このままでは届かないが、切る際に刃渡り3メートルをイメージする。
ブンッ!
俺を中心に半径3メートルの斬撃が生れ、木材を一刀両断にした。
「凄いじゃない!」
「いえ、まだです。」
もう一回、同様の距離に木材を出現させる。
ブンッ!
今度は木材に当たる瞬間だけ刃渡りを3mにして、一刀両断にした直後に刃渡りを元の20cmに戻した。
「おぁ!それはイイわ、サイコーじゃない。」
確かに、これは使える。
「長さはどのくらいまで伸ばせるんだろう・・・。」
「私が知るわけないでしょ。」
そうだった、これは光の粒子で作ったダガーだ。
聞くなら、おじいさんだった。
それにしても、よく切れる。
どうしてこんなに切れるんだろう・・・。
「いろいろ気になることがあるようだから、そこのモフモフジジイに来てみたら?」
「おじいさん!」
「聞いとったわ。いくらでも行けるぞ、お前さんの持っている光の粒子の分だけ。」
「足りない分を周囲から回収しながら伸ばすのは出来ますか?」
「できるじゃろうが、周囲が暗くなるという点と、伸ばすのにタイムラグが生まれるかもしれんぞ。」
「一瞬を争う状況で、タイムラグは痛いですね。」
「そうじゃな。まぁ、多分・・・」
「では、明日の朝、たっぷり光の粒子を回収しておきます。」
「たっぷり?」
「ちょっとぐらいこのホテルの周辺の夜明けが遅くても、違和感はないでしょ?」
「がはは、武器を得て、なんだか逞しくなったような気がするな。」
「おじいさん、ありがとうございます。

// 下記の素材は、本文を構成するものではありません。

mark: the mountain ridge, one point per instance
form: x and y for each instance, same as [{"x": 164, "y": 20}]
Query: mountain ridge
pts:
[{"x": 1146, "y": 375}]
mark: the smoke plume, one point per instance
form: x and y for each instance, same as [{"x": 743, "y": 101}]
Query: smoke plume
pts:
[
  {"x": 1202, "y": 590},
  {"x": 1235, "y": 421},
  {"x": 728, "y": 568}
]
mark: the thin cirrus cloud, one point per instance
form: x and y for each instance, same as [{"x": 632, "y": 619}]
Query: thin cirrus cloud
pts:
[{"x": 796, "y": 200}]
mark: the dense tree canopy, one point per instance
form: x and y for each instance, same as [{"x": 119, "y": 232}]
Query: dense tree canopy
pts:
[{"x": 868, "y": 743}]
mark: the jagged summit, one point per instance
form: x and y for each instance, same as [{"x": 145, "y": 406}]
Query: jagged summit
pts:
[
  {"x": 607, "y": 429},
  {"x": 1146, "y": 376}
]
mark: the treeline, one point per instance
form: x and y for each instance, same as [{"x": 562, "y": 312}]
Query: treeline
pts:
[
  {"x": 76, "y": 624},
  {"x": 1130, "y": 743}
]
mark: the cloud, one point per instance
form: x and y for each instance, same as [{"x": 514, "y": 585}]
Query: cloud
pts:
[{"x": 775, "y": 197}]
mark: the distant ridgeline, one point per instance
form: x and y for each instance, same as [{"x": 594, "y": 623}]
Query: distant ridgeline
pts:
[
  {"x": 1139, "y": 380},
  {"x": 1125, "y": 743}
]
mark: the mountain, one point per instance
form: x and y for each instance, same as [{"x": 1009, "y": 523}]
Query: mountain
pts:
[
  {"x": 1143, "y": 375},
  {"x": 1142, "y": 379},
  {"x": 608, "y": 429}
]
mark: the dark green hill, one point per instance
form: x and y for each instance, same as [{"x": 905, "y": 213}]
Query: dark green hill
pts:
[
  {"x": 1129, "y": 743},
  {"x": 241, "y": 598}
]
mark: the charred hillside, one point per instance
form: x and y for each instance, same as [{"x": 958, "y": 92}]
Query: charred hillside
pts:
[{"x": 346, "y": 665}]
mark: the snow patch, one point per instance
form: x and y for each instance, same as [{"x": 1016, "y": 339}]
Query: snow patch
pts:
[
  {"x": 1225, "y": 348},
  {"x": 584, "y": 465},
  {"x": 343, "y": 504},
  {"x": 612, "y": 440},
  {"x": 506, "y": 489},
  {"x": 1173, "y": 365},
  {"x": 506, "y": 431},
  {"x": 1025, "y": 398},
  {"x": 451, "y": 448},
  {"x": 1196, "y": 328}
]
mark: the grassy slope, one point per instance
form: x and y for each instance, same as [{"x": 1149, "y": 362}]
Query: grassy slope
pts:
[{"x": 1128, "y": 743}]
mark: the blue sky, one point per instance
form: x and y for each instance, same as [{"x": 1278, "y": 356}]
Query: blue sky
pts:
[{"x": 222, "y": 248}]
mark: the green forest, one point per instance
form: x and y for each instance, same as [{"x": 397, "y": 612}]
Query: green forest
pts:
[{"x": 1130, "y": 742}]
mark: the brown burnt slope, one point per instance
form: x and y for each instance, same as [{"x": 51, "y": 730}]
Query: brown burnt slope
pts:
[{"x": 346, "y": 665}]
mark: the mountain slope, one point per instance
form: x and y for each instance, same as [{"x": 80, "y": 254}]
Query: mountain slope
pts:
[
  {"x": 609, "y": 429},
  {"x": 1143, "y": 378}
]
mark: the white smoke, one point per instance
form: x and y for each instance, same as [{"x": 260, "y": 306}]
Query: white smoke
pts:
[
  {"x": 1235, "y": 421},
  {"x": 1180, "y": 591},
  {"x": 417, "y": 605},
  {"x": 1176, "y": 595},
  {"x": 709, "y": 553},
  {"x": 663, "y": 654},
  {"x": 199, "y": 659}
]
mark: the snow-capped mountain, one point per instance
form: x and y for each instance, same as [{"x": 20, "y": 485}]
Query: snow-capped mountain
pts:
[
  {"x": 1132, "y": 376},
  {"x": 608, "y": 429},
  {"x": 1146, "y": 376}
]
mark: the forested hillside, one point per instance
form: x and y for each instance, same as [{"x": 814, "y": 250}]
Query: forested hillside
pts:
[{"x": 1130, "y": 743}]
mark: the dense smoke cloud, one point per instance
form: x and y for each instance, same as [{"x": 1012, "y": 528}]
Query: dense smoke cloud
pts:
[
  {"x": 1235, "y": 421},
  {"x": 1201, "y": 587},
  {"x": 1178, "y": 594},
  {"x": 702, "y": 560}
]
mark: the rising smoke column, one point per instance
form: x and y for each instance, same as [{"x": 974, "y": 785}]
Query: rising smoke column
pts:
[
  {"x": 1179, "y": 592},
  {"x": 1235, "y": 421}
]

」
「ちょっとぉ、ダガーの試験もって言ったの、私なんですけど。」
「そうでした。先生も、ありがとうございます。」
「どういたしまして。・・・そうだ。私の蛇も遊んであげてよ。」
この流れでは、蛇は触り慣れていないからって断れない・・・
仕方ない。
「そうですね。では、ちょっとよろしいですか。」
すると、先生の右脇から蛇が顔を出して、先生の体を這い始めた。
蛇なんて触ったこと無い。
巻き着かれて、噛まれるんじゃないか?
恐る恐る手を伸ばして、蛇の体に触れてみる。
ん?
蛇って意外と柔らかいんだな。
ムニムニじゃないか!
ムニムニ・・・
ムニムニ・・・
案外と好きになれそうだ。
それに、変温動物って聞いていたけど、割と温かいんだね。